Выйдя на ключик, пошли вверх по его руслу. Отойдя с четверть версты от Кундата, Петр Иванович остановился. Черпнули ковшом песку со дна, выбрали руками камни и камешки и оставшийся песок тщательно взмутили, промыли и мутную воду слили. Затем опять черпнули воды, взмутили и промыли остаток и снова слили. После нескольких промывок на дне ковша остался черный железистый осадок, «шлих>. Мы нагнулись к этому остатку, и среди черных крупинок нам приветливо блеснуло несколько маленьких золотинок.
Я посмотрел вопросительно на Петра Ивановича. Но он ничего не ответил и пошел дальше.
Минут через десять взяли вторую пробу. Золотинок было несколько больше.
Проба за пробой давали удовлетворительные результаты.
Петр Иванович повеселел, напряжение сошло с лица.
— Вот наша работа,—улыбнулся он мне —то в жар, то в холод.
Войдя в тайгу, должны были преодолевать большие препятствия. Ручей был завален окончившими свою жизнь елями, русло сплелось с корнями. Рубили корни и из-под них брали пробы. Золото начало уменьшаться и, наконец, совсем прекратилось.
Реки и ручьи наиболее надежные руководители золотоискателя. Их текучая вода глубоко врезается в пласты горных пород, прорезает золотосодержащие пески и катит их с собою вниз. По этим уносимым пескам и догадывается человек, что где-то рядом, или выше по реке, залегают драгоценные пески.
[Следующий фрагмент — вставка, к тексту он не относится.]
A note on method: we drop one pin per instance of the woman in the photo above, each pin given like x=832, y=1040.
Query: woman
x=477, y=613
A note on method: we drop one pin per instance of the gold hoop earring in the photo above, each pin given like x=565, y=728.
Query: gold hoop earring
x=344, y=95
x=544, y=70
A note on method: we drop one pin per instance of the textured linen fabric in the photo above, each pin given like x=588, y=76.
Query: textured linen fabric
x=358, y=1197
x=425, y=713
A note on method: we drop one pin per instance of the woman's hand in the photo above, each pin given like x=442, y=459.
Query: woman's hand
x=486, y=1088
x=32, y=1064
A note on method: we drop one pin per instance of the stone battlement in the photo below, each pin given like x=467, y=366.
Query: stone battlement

Но и самые пласты золотоносных песков есть результат размывающего действия воды. Коренное золото—жильное. Коренное золото чаще всего вкраплено в кварц —то в виде прослоек жил разной мощности, то в виде крупинок разной величины (от невидимых глазом до самородков в несколько пудов весом).
Проходя но кварцевым месторождениям золота, вода подмывает их, порода обрушивается в реку, дробится, истирается и дает кварцевый песок с золотыми крупинками. Течением воды этот материал уносится и отлагается где-нибудь ниже в виде пласта золотоносных песков. Со временем на песках может развиться богатая растительность, нарасти лес, они закроются толстым слоем перегнойного материала — тем, что называется в золотом деле «торфом», или «турфом».
Уборка этих турфов с песков трудное и дорогое дело.
Исчезновение золотинок давало основание думать, что дальше вверх по горе искать нечего. Надо было найти тот источник золота, который питан зол от инками русло ключика.
Рабочие и Трофим Гаврилович уже ждали указаний, расположившись по склону у края леса.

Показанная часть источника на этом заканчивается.